In one of my games, a lone plasma cannon armed marine took fire from the remaining 500 points of my enemies without dying, returning fire and killing a unit, making me win by a killpoint. :victory:


----------



## Snake40000 (Jan 11, 2010)

Errr.... Hate to rain on your parade but the BRB says that if the kill points are within a 10% difference then its a draw...


----------



## Tim/Steve (Jan 25, 2009)

Snake40000 said:


> Errr.... Hate to rain on your parade but the BRB says that if the kill points are within a 10% difference then its a draw...


Er... do you play 40k.... are you looking at the right edition of the BRB?
Kill Points are 1 point for killing an entire unit and is what Anhiliation games work with, you may be thinking of Victory Points which are now outdated and arent in the core game types for 40k anymore (although I think they have a mention somewhere in the BRB, but it isnt easy to find).


----------



## Snake40000 (Jan 11, 2010)

Woops mixed up annihilation with Victory Points my bad. 

Victory Points are on the bottom of page 300.


----------



## Tim/Steve (Jan 25, 2009)

Doh, both for you and for me on that one 
I looked all the way through the book to find the VP part and didnt think to look in the summary section...


----------



## Winterous (Mar 30, 2009)

Deus Mortis said:


> I tank shocked one unit and killed it because it failed it's Ld check (he got 11 :victory


Er, are you playing the Tank Shock rules right?

I haven't had any lucky games, but one time I've had a Flyrant (in 4th ed rules) survive more than 100 Heavy Bolter round, 20 or so Autocannon rounds, and a bunch of Lasguns, over several turns.
He was the last model left against IG, and he kept shooting at me, and failing to do much.


----------



## murdock129 (Apr 3, 2008)

In an all out brawl between Chaos, Eldar, Space Marines, Orks and Tau Empire, the only two models to survive are an Eldar Guardian and a Warp Spider Exarch, shooting down the last Space Marine


----------



## primeministersinsiter (May 31, 2009)

I've had a unit of sniper scouts waste a fex brood taking the last wound off the last one in combat.


----------



## cranvill (Jul 20, 2008)

Possibley Lucky but mostly funny about six year ago while playing a frend who was feillding Blood Angels aginst my Iron Warriors, he rolled for his black rage and all his dev squad all with plasma cannons. there for he had nothing to take out my armour at long range so i just picked off all his transports with easy then shelled the rest of his force to hell as they walked acrossed the board :victory:


----------



## Asamodai (Oct 19, 2008)

I once had an Avatar run into about four squads of Iron Warriors.
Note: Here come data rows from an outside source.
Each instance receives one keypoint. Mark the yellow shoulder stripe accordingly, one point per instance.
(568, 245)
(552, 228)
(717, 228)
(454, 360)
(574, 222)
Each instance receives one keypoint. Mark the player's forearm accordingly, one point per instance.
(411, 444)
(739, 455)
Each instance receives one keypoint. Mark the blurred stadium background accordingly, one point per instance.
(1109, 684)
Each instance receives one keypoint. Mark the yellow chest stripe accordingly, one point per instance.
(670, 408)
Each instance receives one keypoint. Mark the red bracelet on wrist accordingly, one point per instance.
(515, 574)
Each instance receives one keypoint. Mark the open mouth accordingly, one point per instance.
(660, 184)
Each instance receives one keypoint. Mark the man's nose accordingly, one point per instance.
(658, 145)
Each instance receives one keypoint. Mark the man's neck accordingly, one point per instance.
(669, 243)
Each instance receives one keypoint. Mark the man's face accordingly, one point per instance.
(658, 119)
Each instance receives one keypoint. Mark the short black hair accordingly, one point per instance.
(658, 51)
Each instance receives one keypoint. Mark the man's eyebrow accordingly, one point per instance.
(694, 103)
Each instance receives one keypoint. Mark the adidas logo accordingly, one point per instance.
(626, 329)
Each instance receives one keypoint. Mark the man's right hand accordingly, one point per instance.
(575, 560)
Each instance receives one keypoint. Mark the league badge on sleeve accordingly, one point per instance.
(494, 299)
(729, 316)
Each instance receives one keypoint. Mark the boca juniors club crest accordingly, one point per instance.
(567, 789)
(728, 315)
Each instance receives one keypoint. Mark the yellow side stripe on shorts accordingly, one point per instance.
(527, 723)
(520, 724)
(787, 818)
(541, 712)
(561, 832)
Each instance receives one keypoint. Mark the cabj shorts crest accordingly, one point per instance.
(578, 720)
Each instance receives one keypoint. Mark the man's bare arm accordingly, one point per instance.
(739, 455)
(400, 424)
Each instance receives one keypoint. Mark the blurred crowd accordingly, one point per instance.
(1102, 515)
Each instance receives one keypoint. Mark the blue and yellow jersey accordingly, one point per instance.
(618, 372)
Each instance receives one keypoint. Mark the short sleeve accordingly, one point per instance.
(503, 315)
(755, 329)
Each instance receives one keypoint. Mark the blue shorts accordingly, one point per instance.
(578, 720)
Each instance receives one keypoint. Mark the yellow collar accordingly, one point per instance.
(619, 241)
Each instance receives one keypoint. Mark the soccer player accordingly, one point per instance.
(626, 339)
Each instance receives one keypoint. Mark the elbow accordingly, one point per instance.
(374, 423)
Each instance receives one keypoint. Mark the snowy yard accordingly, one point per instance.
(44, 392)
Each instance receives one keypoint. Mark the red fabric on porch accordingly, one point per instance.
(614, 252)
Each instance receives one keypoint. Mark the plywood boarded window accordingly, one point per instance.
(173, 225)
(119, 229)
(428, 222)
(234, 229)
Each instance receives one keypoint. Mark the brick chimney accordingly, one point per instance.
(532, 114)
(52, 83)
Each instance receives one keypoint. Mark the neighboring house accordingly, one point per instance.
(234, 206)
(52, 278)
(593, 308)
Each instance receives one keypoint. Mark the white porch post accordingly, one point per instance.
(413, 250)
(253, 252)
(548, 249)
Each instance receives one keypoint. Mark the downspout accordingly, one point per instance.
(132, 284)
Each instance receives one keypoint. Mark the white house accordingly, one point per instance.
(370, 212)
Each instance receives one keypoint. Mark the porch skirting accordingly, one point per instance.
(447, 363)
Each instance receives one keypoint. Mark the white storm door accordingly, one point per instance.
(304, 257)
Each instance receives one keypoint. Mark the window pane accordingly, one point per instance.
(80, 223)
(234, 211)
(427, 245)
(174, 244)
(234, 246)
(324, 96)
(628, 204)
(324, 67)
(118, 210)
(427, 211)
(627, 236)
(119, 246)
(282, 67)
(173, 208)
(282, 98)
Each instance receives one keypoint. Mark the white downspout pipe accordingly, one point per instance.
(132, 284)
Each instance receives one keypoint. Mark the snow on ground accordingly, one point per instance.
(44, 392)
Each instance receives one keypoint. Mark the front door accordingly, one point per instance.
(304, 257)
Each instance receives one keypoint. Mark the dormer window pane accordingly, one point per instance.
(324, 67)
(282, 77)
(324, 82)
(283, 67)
He was already down to one wound from slogging across the battlefield but he killed every single one of them.


----------



## Winterous (Mar 30, 2009)

Asamodai said:


> I once had an Avatar run into about four squads of Iron Warriors. He was already down to one wound from slogging across the battlefield but he killed every single one of them.


Out of curiosity, how did he charge FOUR squads of Marines?


----------



## Tim/Steve (Jan 25, 2009)

Most irritating was a friend of mine making 23 straight 3+ saves on 1 sternguard and Pedro... they were the last things in his army other then a couple of beat up razorbacks and they survived the combined weight of fire of about 1000pts of nids for a turn and a half


----------



## Serpion5 (Mar 19, 2010)

murdock129 said:


> In an all out brawl between Chaos, Eldar, Space Marines, Orks and Tau Empire, the only two models to survive are an Eldar Guardian and a Warp Spider Exarch, shooting down the last Space Marine


Not bad. I accomplished a similar feat, taking down the last two assault marines of my opponent with two VERY LUCKY shots from my last two termagants.

WIN BY TWO GAUNTS! Anyone top that?


----------



## Tim/Steve (Jan 25, 2009)

Well yes I can, but not for 40k... in a WFB warband game my ogre maneater (the general) got taken out by 4 carefully aimed shots to the back of his head by 2 DE crossbowmen (4 shots, 4 hits, 3 wounds, no armour save managed... ), leaving me with 2 gnoblars ... I thought I was doomed, I mean gnoblars killing stuff? Pah, likely. But I was very, very wrong... 4 shots needing 5+ to hit and wound. I wounded with 3, he passed 1 6+ armour and so he was anhiliated. I was laughing for quite some time after that one 
Then again he was quite happy about managing to kill my maneater with just 2 crossbows.


----------



## Winterous (Mar 30, 2009)

Tim/Steve said:


> Well yes I can, but not for 40k... in a WFB warband game my ogre maneater (the general) got taken out by 4 carefully aimed shots to the back of his head by 2 DE crossbowmen (4 shots, 4 hits, 3 wounds, no armour save managed... ), leaving me with 2 gnoblars ... I thought I was doomed, I mean gnoblars killing stuff? Pah, likely. But I was very, very wrong... 4 shots needing 5+ to hit and wound. I wounded with 3, he passed 1 6+ armour and so he was anhiliated. I was laughing for quite some time after that one
> Then again he was quite happy about managing to kill my maneater with just 2 crossbows.


O_O
Crossbows firing 2 shots?
What the hell!
Those things take like 20 seconds to reload!


----------



## Inquisitor Varrius (Jul 3, 2008)

Dark Elves have repeating crossbows with magazines... they're just ninja like that. 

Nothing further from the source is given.